ZFE : la suppression censurée, le statu quo s'impose
Le Conseil constitutionnel a censuré le 21 mai l'article de la loi de simplification de la vie économique qui prévoyait la suppression pure et simple des zones à faibles émissions. L'épisode a de quoi donner le tournis : des députés RN et Républicains avaient voté cette suppression, mais le Conseil a mis son veto. Résultat : les ZFE restent en vigueur dans les agglomérations concernées — Paris, Lyon, Marseille, Toulouse et les autres métropoles de plus de 150 000 habitants.
Concrètement, ça veut dire que les restrictions de circulation par critère Crit'Air continuent de s'appliquer. Les transporteurs qui livrent en zones denses doivent maintenir une flotte compatible, et certains ont déjà répercuté ce coût de renouvellement dans leurs grilles tarifaires.

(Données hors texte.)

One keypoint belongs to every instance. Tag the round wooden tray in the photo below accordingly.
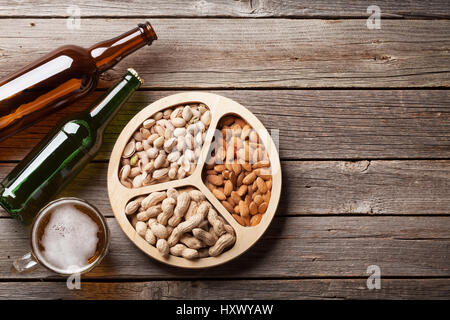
(120, 195)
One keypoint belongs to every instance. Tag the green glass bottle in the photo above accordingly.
(62, 154)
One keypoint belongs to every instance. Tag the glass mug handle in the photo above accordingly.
(25, 263)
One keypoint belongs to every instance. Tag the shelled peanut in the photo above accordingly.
(181, 223)
(238, 171)
(165, 147)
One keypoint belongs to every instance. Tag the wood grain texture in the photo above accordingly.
(255, 53)
(232, 289)
(292, 247)
(323, 187)
(311, 124)
(225, 8)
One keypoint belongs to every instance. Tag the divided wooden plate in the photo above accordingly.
(119, 195)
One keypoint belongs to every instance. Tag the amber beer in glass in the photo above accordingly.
(61, 155)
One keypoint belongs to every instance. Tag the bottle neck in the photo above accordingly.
(108, 53)
(106, 107)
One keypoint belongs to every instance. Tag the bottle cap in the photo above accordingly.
(134, 73)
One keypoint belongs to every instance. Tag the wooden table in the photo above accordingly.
(364, 120)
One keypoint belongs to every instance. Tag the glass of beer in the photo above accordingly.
(68, 236)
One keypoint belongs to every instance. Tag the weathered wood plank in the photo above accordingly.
(224, 8)
(323, 187)
(292, 247)
(312, 124)
(262, 53)
(232, 289)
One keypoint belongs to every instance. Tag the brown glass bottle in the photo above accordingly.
(61, 77)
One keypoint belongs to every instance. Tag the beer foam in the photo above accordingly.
(69, 239)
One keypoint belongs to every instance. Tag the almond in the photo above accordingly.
(262, 187)
(228, 206)
(235, 196)
(219, 194)
(262, 207)
(255, 220)
(236, 168)
(243, 209)
(242, 190)
(253, 208)
(249, 178)
(216, 180)
(269, 184)
(258, 199)
(228, 187)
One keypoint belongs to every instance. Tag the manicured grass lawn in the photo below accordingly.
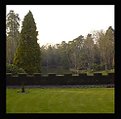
(60, 100)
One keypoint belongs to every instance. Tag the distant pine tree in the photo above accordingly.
(28, 54)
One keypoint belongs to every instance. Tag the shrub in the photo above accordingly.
(10, 68)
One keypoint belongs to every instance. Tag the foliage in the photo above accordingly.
(28, 54)
(11, 68)
(94, 52)
(12, 34)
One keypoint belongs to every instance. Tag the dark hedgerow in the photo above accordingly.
(11, 68)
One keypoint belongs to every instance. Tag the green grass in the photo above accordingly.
(60, 100)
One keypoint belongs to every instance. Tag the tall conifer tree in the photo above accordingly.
(28, 52)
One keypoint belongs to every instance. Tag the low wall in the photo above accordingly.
(53, 79)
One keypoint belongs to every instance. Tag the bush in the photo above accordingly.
(10, 68)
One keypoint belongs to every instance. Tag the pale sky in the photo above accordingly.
(57, 23)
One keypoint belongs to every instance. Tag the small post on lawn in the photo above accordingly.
(23, 89)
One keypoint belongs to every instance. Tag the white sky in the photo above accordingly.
(57, 23)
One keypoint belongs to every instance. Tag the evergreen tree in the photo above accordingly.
(12, 34)
(28, 52)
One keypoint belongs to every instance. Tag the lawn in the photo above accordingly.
(60, 100)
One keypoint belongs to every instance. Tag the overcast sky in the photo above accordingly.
(57, 23)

Ce que ça veut dire pour toi : Si tu reçois des palettes en ZFE, vérifie le Crit'Air de tes transporteurs habituels avant la prochaine commande. Un refus de livraison en zone restreinte ou un surcoût « véhicule conforme » peut arriver sans prévenir.
Carburant : les aides aux transporteurs prolongées de trois mois
Le Premier ministre Sébastien Lecornu a annoncé le 21 mai la reconduction des dispositifs d'aide carburant pour les transporteurs routiers, pour une durée de trois mois supplémentaires. Les critères d'accès pourraient toutefois évoluer — le gouvernement travaille à un recalibrage du dispositif.
C'est une bonne nouvelle à court terme pour les prestataires de transport : leur pression sur les prix est temporairement contenue. Mais attention à l'après : si les critères se durcissent ou si l'aide n'est pas reconduite au-delà de ces trois mois, les hausses de tarifs de transport risquent d'être au rendez-vous dès la rentrée.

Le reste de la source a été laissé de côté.